Deep Cogito has launched a new lineup of open-source large language models (LLMs) that it claims outperform all similarly sized alternatives, marking a significant step forward in the evolution of artificial general intelligence (AGI).
Next-Gen Open LLMs: Scaling Intelligence with Fewer Resources
Based in San Francisco, Deep Cogito has introduced preview versions of LLMs in 3B, 8B, 14B, 32B, and 70B parameter sizes. According to the company, each model delivers superior performance over current open-source peers such as LLAMA, DeepSeek, and Qwen across widely accepted benchmarks.
In an impressive feat, Deep Cogito’s 70B model outperforms Meta’s recently released Llama 4 109B Mixture-of-Experts (MoE) model on several evaluations.
IDA: Reimagining AI Training with Iterated Distillation and Amplification
At the core of these advancements lies a new training strategy called Iterated Distillation and Amplification (IDA). This technique promotes a self-improving feedback loop where models refine their own intelligence iteratively.
The IDA process consists of two main phases: amplification, which allows the model to generate superior outputs using increased computation, and distillation, where these enhanced capabilities are absorbed back into the model’s architecture. This methodology aims to overcome the limitations of traditional training paradigms that rely heavily on human oversight or larger ‘teacher’ models.

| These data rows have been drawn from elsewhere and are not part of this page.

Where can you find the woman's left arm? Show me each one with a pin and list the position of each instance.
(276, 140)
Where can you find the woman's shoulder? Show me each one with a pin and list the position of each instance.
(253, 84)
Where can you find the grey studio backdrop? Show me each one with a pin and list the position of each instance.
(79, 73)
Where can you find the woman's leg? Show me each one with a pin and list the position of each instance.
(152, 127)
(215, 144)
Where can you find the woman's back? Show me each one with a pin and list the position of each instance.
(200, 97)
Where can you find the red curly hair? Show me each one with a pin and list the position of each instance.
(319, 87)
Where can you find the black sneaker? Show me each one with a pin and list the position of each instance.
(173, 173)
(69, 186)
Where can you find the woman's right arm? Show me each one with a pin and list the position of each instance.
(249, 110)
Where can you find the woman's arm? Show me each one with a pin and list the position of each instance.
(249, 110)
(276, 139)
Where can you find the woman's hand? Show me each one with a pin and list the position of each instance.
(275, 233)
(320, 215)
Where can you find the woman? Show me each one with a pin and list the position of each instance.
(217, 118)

Deep Cogito highlights that IDA enables more scalable and cost-efficient development compared to Reinforcement Learning from Human Feedback (RLHF) and distillation from massive models. For context, the company’s 70B model was developed in just 75 days by a compact team.

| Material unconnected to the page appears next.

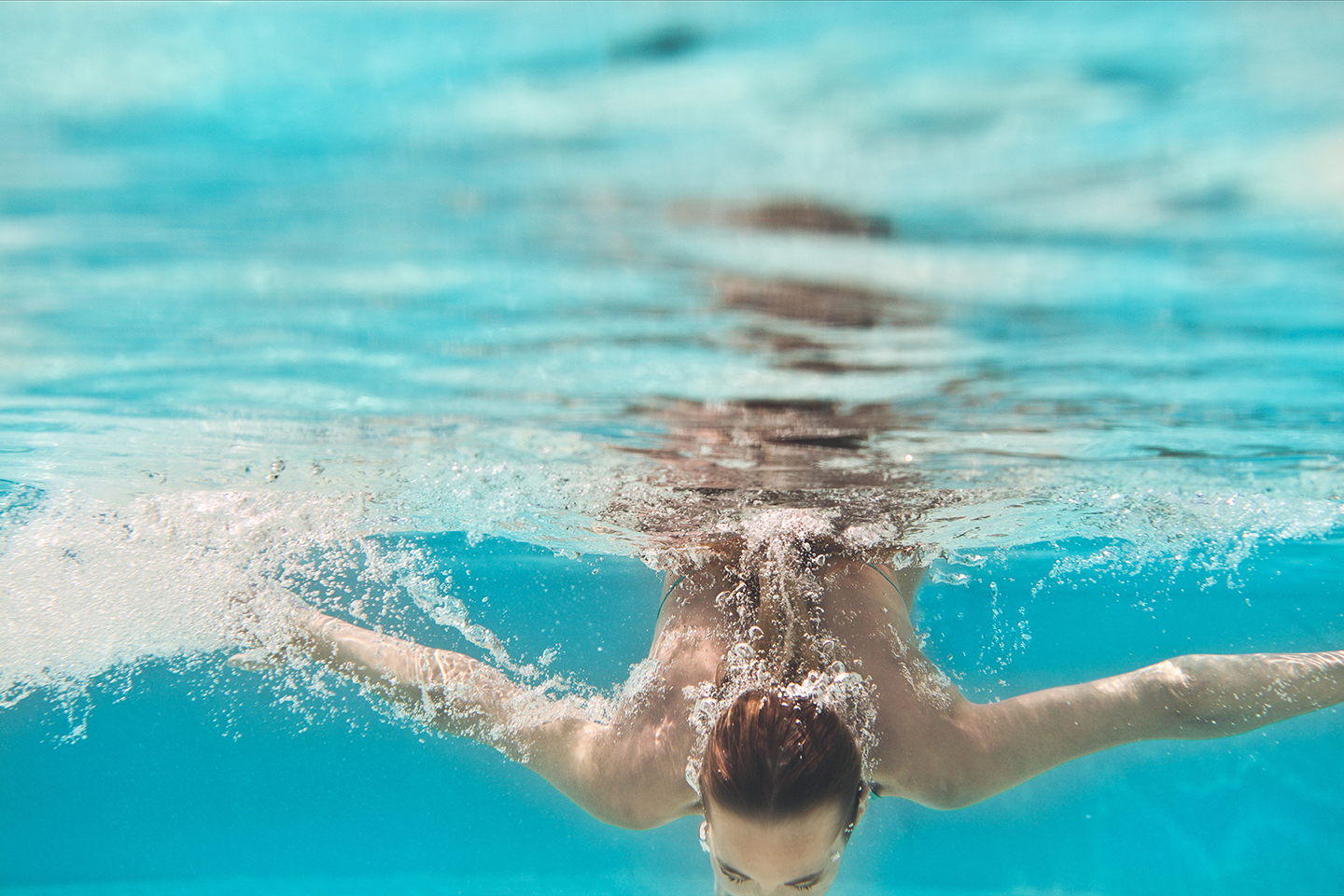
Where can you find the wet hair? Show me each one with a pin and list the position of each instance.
(773, 755)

Performance Benchmarks: Cogito vs. The Rest
The Cogito models, built on LLAMA and Qwen checkpoints, are optimized for coding, function calling, and agent-like capabilities. A standout feature is their dual-mode functionality—models can respond directly or engage in self-reflection before answering, much like reasoning-based systems.
Tests across standard benchmarks such as MMLU, GSM8K, ARC, and MATH reveal that Deep Cogito’s models consistently outperform rivals of the same size. The Cogito 70B model, for instance, scored 91.73% on MMLU in standard mode, outpacing Llama 3.3 70B by over 6%, and 91.00% in reasoning mode, surpassing DeepSeek R1 Distill 70B by 4.4%.
Benchmark comparisons for the 14B models show similar superiority over Alibaba’s Qwen and DeepSeek R1—a notable achievement as both companies are leading players in the open-source LLM ecosystem. For more on how DeepSeek is reshaping AI alignment, check out this related article: DeepSeek Redefines AI Alignment with Human-Centric Models.
What’s Next for Deep Cogito?
Despite the strong showing, Deep Cogito labels this release as a ‘preview’ and plans to iterate further. The company intends to launch updated checkpoints and larger MoE models in the 109B, 400B, and 671B parameter ranges in the coming months—all of which will remain open-source.
By combining advanced reasoning and iterative self-improvement, the company believes IDA can serve as a foundational strategy for scaling toward general superintelligence. As the AI field continues to evolve rapidly, Deep Cogito’s bold claims and open approach could set a new standard for transparency and performance.